A Roth conversion moves money from a pre-tax retirement account into a Roth IRA that is tax-free when you make withdrawals after age 59 1/2. Read the post about the Roth IRA here.
The conversion is like paying the IRS its cut now at a discount, so you don’t get hit at a higher tax rate later when your income may be higher.
Your tax Brackets
Let's take a quick look at how income tax and tax brackets work. There is also a longer post on your tax rates here.
As you can see, you are taxed at different rates on different sections of your income. Think of it as a layer cake; the top slices of the cake get taxed at higher rates. Your top rate is called your marginal tax rate.
If you have had a low-income year, the top layer of the cake will be in a low bracket. This may be the time to do a Roth conversion.
Your future income may be higher = a higher tax rate
Using the example of a single filer, let’s say you earned a total of $40k after any deductions in a low-income year. That puts you in the 12% tax bracket. In retirement, you may be planning to pay yourself $80k a year, so your marginal tax rate would be 22%.
If you convert $8,475 now, staying inside the 12% bracket, you pay the 12% on the converted amount and never have to pay tax on that money again. That’s a 10% saving over the 22% rate that you would need to pay later.
Then there are RMDs
Required Minimum Distributions (RMDs) start at:
73 for people born 1951–1959
75 for people born 1960+
The government forces you to withdraw a percentage of your money from your pre-tax accounts, whether you need it or not. Why? The IRS doesn’t let pre-tax money compound forever without collecting income tax, whether from you or your heirs.
RMD withdrawals can push you into higher tax brackets, increase Medicare premiums (hello, IRMAA), and even make more of your Social Security taxable.
That's where Roth conversions come in; they are excluded from RMDs. They let you control when and how much you pay in taxes. Done right, it's like getting a discount on your future tax bill.

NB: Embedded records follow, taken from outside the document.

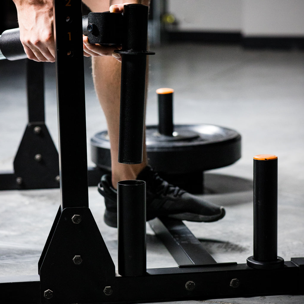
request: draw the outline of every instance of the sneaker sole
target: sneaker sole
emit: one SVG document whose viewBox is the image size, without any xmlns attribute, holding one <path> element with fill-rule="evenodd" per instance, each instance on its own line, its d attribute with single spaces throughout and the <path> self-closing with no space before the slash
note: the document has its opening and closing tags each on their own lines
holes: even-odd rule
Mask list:
<svg viewBox="0 0 304 304">
<path fill-rule="evenodd" d="M 225 216 L 226 212 L 225 209 L 223 207 L 220 208 L 221 213 L 219 214 L 215 215 L 206 216 L 195 213 L 186 212 L 184 213 L 178 213 L 176 214 L 169 214 L 167 216 L 168 217 L 175 219 L 180 220 L 188 221 L 189 222 L 196 222 L 201 223 L 211 223 L 216 222 L 222 219 Z M 117 213 L 116 212 L 110 211 L 106 209 L 103 217 L 105 223 L 110 227 L 114 228 L 117 227 Z"/>
</svg>

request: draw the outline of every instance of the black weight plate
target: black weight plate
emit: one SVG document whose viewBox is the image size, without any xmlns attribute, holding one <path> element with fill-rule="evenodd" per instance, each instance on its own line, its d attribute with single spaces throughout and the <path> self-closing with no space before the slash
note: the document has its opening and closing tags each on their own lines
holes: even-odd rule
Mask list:
<svg viewBox="0 0 304 304">
<path fill-rule="evenodd" d="M 201 124 L 175 125 L 174 131 L 175 136 L 164 136 L 158 133 L 157 126 L 147 126 L 149 163 L 157 171 L 171 174 L 205 171 L 231 164 L 241 157 L 241 136 L 234 130 Z M 91 139 L 91 147 L 92 161 L 110 170 L 107 132 L 96 134 Z"/>
</svg>

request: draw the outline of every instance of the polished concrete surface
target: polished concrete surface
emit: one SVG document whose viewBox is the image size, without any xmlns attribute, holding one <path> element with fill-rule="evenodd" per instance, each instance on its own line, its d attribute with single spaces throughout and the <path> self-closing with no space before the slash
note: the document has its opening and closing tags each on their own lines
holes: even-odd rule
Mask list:
<svg viewBox="0 0 304 304">
<path fill-rule="evenodd" d="M 245 50 L 237 46 L 170 45 L 150 58 L 147 124 L 157 123 L 155 90 L 174 89 L 175 123 L 210 123 L 237 130 L 242 157 L 205 174 L 206 199 L 225 206 L 211 223 L 187 222 L 217 261 L 246 262 L 253 254 L 253 157 L 278 157 L 278 255 L 304 256 L 304 53 Z M 106 124 L 85 60 L 88 155 L 90 138 Z M 55 69 L 45 64 L 46 123 L 58 146 Z M 23 61 L 0 61 L 0 170 L 12 170 L 27 121 Z M 73 122 L 71 122 L 73 123 Z M 76 149 L 77 143 L 75 143 Z M 189 156 L 189 157 L 191 157 Z M 88 157 L 89 165 L 94 164 Z M 75 164 L 77 165 L 77 164 Z M 89 189 L 90 209 L 117 266 L 116 230 L 102 219 L 103 199 Z M 60 203 L 58 189 L 0 191 L 0 276 L 36 275 L 37 263 Z M 147 267 L 176 263 L 147 225 Z M 302 303 L 285 295 L 200 301 Z"/>
</svg>

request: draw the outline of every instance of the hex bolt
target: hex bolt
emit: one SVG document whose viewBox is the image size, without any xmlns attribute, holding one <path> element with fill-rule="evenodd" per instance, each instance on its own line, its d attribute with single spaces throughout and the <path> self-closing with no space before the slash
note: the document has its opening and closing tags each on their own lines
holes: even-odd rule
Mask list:
<svg viewBox="0 0 304 304">
<path fill-rule="evenodd" d="M 38 135 L 38 134 L 40 134 L 41 132 L 41 127 L 37 126 L 36 127 L 35 127 L 34 128 L 34 133 L 35 134 L 37 134 Z"/>
<path fill-rule="evenodd" d="M 72 221 L 74 224 L 79 224 L 81 222 L 81 216 L 79 214 L 74 214 L 72 217 Z"/>
<path fill-rule="evenodd" d="M 41 161 L 42 159 L 42 157 L 41 154 L 36 154 L 35 155 L 35 159 L 36 161 Z"/>
<path fill-rule="evenodd" d="M 189 291 L 192 291 L 195 288 L 195 283 L 193 281 L 188 281 L 186 283 L 186 289 Z"/>
<path fill-rule="evenodd" d="M 81 264 L 82 259 L 80 255 L 75 255 L 73 258 L 73 262 L 75 265 L 79 265 Z"/>
<path fill-rule="evenodd" d="M 235 278 L 230 281 L 230 286 L 233 288 L 237 288 L 240 286 L 240 281 Z"/>
<path fill-rule="evenodd" d="M 113 290 L 111 286 L 106 286 L 103 290 L 103 292 L 106 295 L 111 295 L 113 292 Z"/>
<path fill-rule="evenodd" d="M 53 292 L 50 289 L 44 292 L 44 297 L 46 299 L 50 299 L 53 297 Z"/>
</svg>

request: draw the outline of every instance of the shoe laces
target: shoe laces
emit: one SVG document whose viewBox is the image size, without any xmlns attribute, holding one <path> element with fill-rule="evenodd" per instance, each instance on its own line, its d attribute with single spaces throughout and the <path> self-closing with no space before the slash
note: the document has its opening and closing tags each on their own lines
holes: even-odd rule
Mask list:
<svg viewBox="0 0 304 304">
<path fill-rule="evenodd" d="M 168 194 L 172 194 L 174 196 L 180 196 L 185 191 L 177 186 L 174 186 L 168 181 L 164 180 L 157 172 L 151 171 L 153 175 L 150 181 L 150 186 L 154 188 L 157 194 L 162 194 L 166 196 Z"/>
</svg>

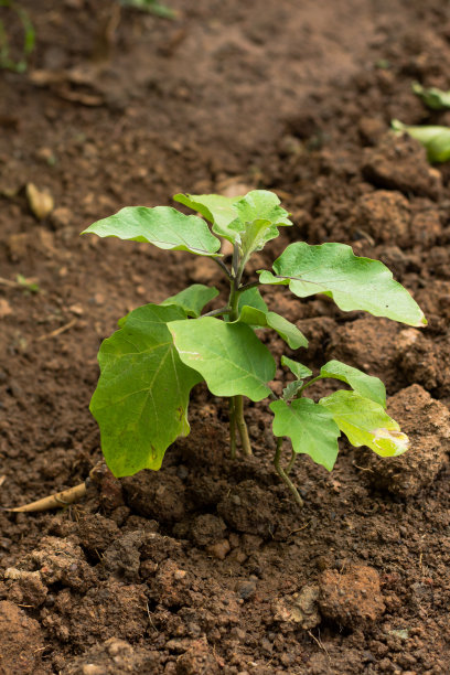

When to do a Roth Conversion
Over the years, you can convert as many times as you want. The IRS does not cap the number of Roth conversions. Useful times to look at a conversion:
Years with lower-than-usual income
Early retirement years before claiming Social Security
After a market crash. Stocks, ETFs, or Mutual Funds in your pre-tax 401(k), i401(k), SEP-IRA drop in price. You then convert (move) them into a Roth. The market recovers (it always does), and they go back up in value. If your $10,000 in stocks drops to $6,000, you only pay tax on $6,000 when converting. When the market recovers to $10,000, all that growth and future growth is tax-free.
Before a tax law changes that increase rates — I know you don’t want to hear this, but the U.S. right now has historically low tax rates. With the U.S. government (both parties!) constantly spending more than they earn, federal debt is ballooning, and a reckoning is coming. That could mean higher tax rates.
Be aware:
Conversions increase your taxable income for the year, so be aware of possible effects on ACA health insurance subsidies or Medicare premiums.
Talk to an accountant or financial advisor.
This article is not supposed to be a guide to Roth conversions; it’s to alert you to their existence.
The Roth conversion is a strategic move that is a good idea in some years, for some people. If you think that may be you, chat to a pro. Your accountant can calculate exactly how much to convert to stay within your bracket.
** Thanks to fellow Director of Photography and reader Brad Serrano for pointing out that some of us have had a bad year, and an article on Roth conversions might be a good idea.